PeckShield monitoring shows that the KyberSwap attacker marked address 0xf255...ffc93 has transferred about 2460 ETH (valued at about $9.9 million) to a new address 0xDb14...ACA8.

Cyvers Alerts posted on social media X that the KyberSwap attacker has transferred 46.4 ETH worth $170,000 to Tornado Cash.

According to official sources, KyberSwap: has released an updated UI and opened a page for querying affected assets, which reflects the category to which the affected assets belong.

PeckShield monitoring shows that the address marked as the KyberSwap attacker transferred 231.8 WETH (worth $535,800) and 217,300 WMATIC (worth about $183,000) in two transactions to 0xa423...58c6.

Kyber Network announced on the X platform that it plans to provide compensation to users through the KyberSwap Treasury, with a maximum amount equivalent to the stolen funds. Earlier, KyberSwap stated: "On November 22, 2023, at 10:54 pm UTC, an attacker used a series of complex operations of the KyberSwap Elastic smart contract for exploitative exchanges, resulting in user funds being extracted to the attacker's wallet. Approximately $54.7 million of user funds were used by the attacker."

Hacker who stole $47 million from the decentralized trading protocol KyberSwap last week has promised to release a statement later this week regarding potential transactions with the victims. The attacker encoded a message into an Ethereum transaction on the evening of November 28th, promising to release a statement about the "contract" on November 30th.
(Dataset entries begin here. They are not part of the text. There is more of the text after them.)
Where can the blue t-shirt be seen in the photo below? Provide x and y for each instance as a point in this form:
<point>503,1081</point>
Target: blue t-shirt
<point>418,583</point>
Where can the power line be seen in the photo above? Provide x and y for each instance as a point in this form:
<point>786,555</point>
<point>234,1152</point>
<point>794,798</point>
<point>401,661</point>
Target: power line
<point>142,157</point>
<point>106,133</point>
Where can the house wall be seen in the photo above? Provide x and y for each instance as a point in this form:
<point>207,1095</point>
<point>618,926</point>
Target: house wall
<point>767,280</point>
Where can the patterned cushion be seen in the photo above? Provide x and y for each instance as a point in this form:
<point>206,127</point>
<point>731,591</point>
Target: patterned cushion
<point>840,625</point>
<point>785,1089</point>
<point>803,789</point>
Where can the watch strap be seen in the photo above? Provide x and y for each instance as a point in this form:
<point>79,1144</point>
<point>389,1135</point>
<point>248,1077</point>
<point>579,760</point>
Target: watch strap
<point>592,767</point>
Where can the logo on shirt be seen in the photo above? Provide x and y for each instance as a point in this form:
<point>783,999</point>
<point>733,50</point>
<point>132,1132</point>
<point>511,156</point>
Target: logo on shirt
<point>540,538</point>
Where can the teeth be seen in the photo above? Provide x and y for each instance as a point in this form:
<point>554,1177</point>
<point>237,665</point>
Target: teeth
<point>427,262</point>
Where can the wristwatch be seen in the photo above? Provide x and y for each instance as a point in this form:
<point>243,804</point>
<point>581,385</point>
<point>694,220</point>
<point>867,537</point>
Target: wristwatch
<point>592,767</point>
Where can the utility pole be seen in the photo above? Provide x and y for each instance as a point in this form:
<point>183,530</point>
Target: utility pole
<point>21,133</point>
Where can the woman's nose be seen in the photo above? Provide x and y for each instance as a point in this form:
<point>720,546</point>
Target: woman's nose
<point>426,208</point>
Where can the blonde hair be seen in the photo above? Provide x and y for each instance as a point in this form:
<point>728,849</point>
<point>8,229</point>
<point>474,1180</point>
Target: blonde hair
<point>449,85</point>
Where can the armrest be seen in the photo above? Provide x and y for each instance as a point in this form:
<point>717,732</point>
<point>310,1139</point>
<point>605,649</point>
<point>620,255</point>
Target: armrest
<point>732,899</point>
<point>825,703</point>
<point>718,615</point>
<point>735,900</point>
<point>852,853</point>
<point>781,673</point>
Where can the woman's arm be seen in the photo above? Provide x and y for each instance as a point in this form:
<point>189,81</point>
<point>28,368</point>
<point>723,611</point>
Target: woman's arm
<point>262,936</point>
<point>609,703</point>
The attacker stated, "I said I was willing to negotiate and in return, I received (mostly) threats, ultimatums, and general unfriendliness from the execution team. It's okay, I don't mind. Assuming I am treated with further hostility, we can reschedule for a later date when we are both feeling more civilized. All you need to do is say one word, if not, we will proceed as planned on November 30th."

PeckShield monitoring shows that a KyberSwap attacker has returned 361,876 USDC.e on AVAX, as detected by community contributors.

Kyber Network posted on social media that the KyberSwap team has contacted the owner of the frontrun bot, which extracted approximately $5.7 million worth of funds from the KyberSwap liquidity pools on Polygon and Avalanche during this vulnerability. We have negotiated with the owner of the frontrun bot to return 90% of the user funds it occupied to address 0x8180 in exchange for a 10% reward. So far, approximately $4.67 million worth of funds have been returned to the KyberSwap deployer address on Polygon through these transactions. After recovering user funds from the frontrun bot, we will continue to support law enforcement and cybersecurity agencies in tracking down and recovering user funds from the vulnerability attackers.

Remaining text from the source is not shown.